The U.S. official in charge of protecting student loan borrowers resigned in protest on Monday, saying the Trump administration "has turned its back on young people and their financial futures."
Seth Frotman, student loan ombudsman at the Consumer Financial Protection Bureau, said Monday he is stepping down at the end of the week while also ripping into CFPB acting director Mick Mulvaney.
"At every turn, your political appointees have silenced warnings by those of us tasked with standing up for service members and students," he wrote in a letter.
Frotman also accuses the CFPB's leadership of suppressing publication of a report prepared by the agency's staff after new evidence surfaced late last year that the nation's largest banks were, in his words, "ripping off students on campuses across the country by saddling them with legally dubious account fees."
In an emailed statement to CBS News, a CFPB spokesperson said the agency doesn't comment on personnel matters, but also said that "we hope that all of our departing employees find fulfillment in other pursuits and we thank them for their service."
Frotman's student loan office has helped pursue lawsuits against for-profit educators including Corinthian Colleges and Navient, one of the country's biggest student lenders. The Department of Education, headed by Betsy DeVos, has so far declined to assist the CFPB with its legal action against Navient.
Frotman wrote: "American families need an independent Consumer Bureau to look out for them when lenders push products they know cannot be repaid, when banks and debt collectors conspire to abuse the courts and force families out of their homes, and when student loan companies are allowed to drive millions of Americans to financial ruin with impunity."
Consumer groups said Frotman's exit is a loss for borrowers.
"The administration has seized control of an independent consumer watchdog and is strangling one of the only agencies in Washington dedicated to looking out for the rights of ordinary Americans," Christopher Peterson, director of financial services at the Consumer Federation of America, said by email.
Frotman's resignation also brought criticism from Sen. Elizabeth Warren, D-Mass., who was instrumental in the CFPB's creation following the 2008 financial crisis. Warren took to social media on Monday to slam Mulvaney for "siding with greedy student loan companies over students and military families."
As of December, nearly 43 million borrowers owed a total of $1.4 trillion in federal student loans, which have continued to rise even as the U.S. economy has strengthened and as Americans have pared other kinds of debt. A report from the Government Accountability Office released Monday found ongoing weakness with the Department of Education's oversight of student loan servicers.

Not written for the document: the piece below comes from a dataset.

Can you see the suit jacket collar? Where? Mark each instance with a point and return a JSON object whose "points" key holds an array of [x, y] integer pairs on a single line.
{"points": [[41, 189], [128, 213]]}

The CFPB ombudsman's office reviewed tens of thousands of complaints from student loan borrowers and was among the government entities that first warned of the escalating problem of students unable to repay their loans. Mulvaney scaled down the mission of Frotman's student loan office earlier this summer, transferring some of its duties to other CFPB personnel.
A Senate committee last week narrowly approved Kathy Kraninger to replace Mulvaney at the CFPB. Kraninger, who previously worked at the Office of Management and Budget and Department of Homeland Security, is seen as a protege of Mulvaney and is opposed by Warren and other consumer advocates.